Валидность информации — стандартная проблема в любом интервью, однако в случае общения с иноязыким собеседником она приобретает особую актуальность. Когда недостаток информации не позволяет оценить, насколько рассказ соответствует действительности, исследователь апеллирует прежде всего к своему личному опыту, к здравому смыслу. Однако то, что расценивается как нормальное в России, может выглядеть совершенно парадоксально в Америке. И наоборот.

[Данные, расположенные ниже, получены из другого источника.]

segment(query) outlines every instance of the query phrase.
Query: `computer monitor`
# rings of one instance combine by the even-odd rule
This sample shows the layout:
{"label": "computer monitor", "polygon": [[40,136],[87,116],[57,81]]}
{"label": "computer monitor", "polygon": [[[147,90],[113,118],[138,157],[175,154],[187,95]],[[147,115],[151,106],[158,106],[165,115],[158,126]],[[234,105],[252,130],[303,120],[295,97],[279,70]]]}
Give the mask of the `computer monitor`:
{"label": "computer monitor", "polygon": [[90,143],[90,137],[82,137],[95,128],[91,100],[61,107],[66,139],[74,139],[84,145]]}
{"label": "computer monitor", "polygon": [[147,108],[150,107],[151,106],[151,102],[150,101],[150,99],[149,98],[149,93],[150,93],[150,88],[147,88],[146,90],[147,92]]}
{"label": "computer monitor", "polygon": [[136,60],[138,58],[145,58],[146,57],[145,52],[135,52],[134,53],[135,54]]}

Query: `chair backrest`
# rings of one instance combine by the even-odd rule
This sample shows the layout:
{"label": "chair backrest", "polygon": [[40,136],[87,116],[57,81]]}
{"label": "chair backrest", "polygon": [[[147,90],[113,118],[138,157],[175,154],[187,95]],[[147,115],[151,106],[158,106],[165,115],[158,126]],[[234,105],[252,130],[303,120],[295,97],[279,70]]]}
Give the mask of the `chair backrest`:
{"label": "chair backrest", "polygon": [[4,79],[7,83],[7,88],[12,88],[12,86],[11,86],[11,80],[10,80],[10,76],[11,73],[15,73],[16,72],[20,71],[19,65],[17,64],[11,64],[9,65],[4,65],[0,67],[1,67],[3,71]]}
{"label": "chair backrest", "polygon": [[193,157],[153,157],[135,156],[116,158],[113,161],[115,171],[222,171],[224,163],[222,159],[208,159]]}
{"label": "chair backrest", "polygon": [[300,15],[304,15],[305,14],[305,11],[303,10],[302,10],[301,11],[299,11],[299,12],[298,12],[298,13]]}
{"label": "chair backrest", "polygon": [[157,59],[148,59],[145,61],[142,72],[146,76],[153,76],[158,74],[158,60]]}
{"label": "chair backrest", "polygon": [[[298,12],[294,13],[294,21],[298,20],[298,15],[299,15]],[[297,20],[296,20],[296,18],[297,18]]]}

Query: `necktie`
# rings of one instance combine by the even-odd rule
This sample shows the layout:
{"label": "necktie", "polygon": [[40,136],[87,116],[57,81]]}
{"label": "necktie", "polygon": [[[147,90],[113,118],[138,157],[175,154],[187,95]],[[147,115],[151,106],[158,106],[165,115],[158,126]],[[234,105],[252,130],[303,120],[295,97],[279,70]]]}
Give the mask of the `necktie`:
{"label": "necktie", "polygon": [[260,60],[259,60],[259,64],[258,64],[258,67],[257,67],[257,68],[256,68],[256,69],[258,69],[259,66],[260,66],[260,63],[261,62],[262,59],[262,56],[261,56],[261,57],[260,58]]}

Борьба русского и английского- проблема, на каком языке вести записи в полевом журнале. Иногда фраза теряет колорит при переводе.
Метод интервью.
Интервьюирование изначально задумывалось как основной метод сбора информации. Опасение, что бездомные=нелюдимые, не оправдалось. Они также спокойно реагировали и на диктофон. Боязнь психологически травмировать информантов тоже подтвердилась лишь отчасти (некоторые неприятные воспоминания). . Разговор о том, как информант попал в Dwyer, получался плохо. В ответ либо отговаривались несколькими фразами, либо уходили в рассуждения об отвлеченных материях. Иногда уже в ходе интервью выяснялось, что человек просто психически болен. Для этой группы информантов интервьюирование оказалось действительно слишком жестким методом. Для других же, выросших в бедности, отдельная комната в приюте- чуть ли не предмет гордости. Информанты подробно и практически без эмоций описывали свои беды, рассказывая о неблагодарных детях и злых родственниках, которые выгнали их на улицу или не поддержали в трудную минуту, или о злых мужьях, которые их били и унижали. Интервьюирование имело важное ритуальное значение прежде всего для меня самой. Оно оправдывало мое пребывание в Dwyer, давало ощущение проделанной работы.
Страх перед информантом.
Судя по составу попавших в мою «выборку», я чувствовала себя эмоционально более комфортно с женщинами, чем с мужчинами, и со светлокожими постояльцами (белыми и hispanics) лучше, чем с чернокожими. Постепенно страхи исчезли, я уже не боялась брать интервью в комнате информантов, даже стремилась к этому, т. к. жилище может много рассказать о своем хозяине. Одновременно проходило и недоверие (перестала прятать лэптоп, давала играть).
Наблюдения за жизнью постояльцев Dwyer, информация о системе социальной помощи в Америке, общение с социальными работниками существенно изменили мое отношение к бездомным. Для России бедность и нищета, как правило, соседствуют с безысходностью. При той системе социальной помощи, которая существует в Америке, можно вполне беспроблемно жить будучи бедным и бездомным, что и делали многие обитатели Dwyer: они не особенно старались искать работу, существуя на самые разные социальные пособия. Характерно, что пособия воспринимались ими как нечто само собой разумеющееся.
Я была для них экзотическим персонажем — многие слышали лишь название страны, из которой я приехала, но не представляли точно, где она находится («где-то на севере»).
Ряд событий, произошедших ближе к концу моего пребывания в Сан-Антонио, я расцениваю как свидетельство того, что жители Dwyer меня приняли. Так, Мария стала курить при мне в своей комнате. Кроме того, я считаю важным отметить и то, что со временем некоторые постояльцы стали «стрелять» у меня деньги. Занимать друг у друга небольшие суммы — два-три доллара — нормальная практика, принятая среди жителей Dwyer, при этом долг, как правило, не возвращается.
Месяц, проведенный в Dwyer, дал мне новый исследовательский опыт включенного наблюдения в другой культурной и языковой среде, из которого я получила гораздо больше представления о жизни бездомных и бедных, чем из всей прочей деятельности в рамках проекта.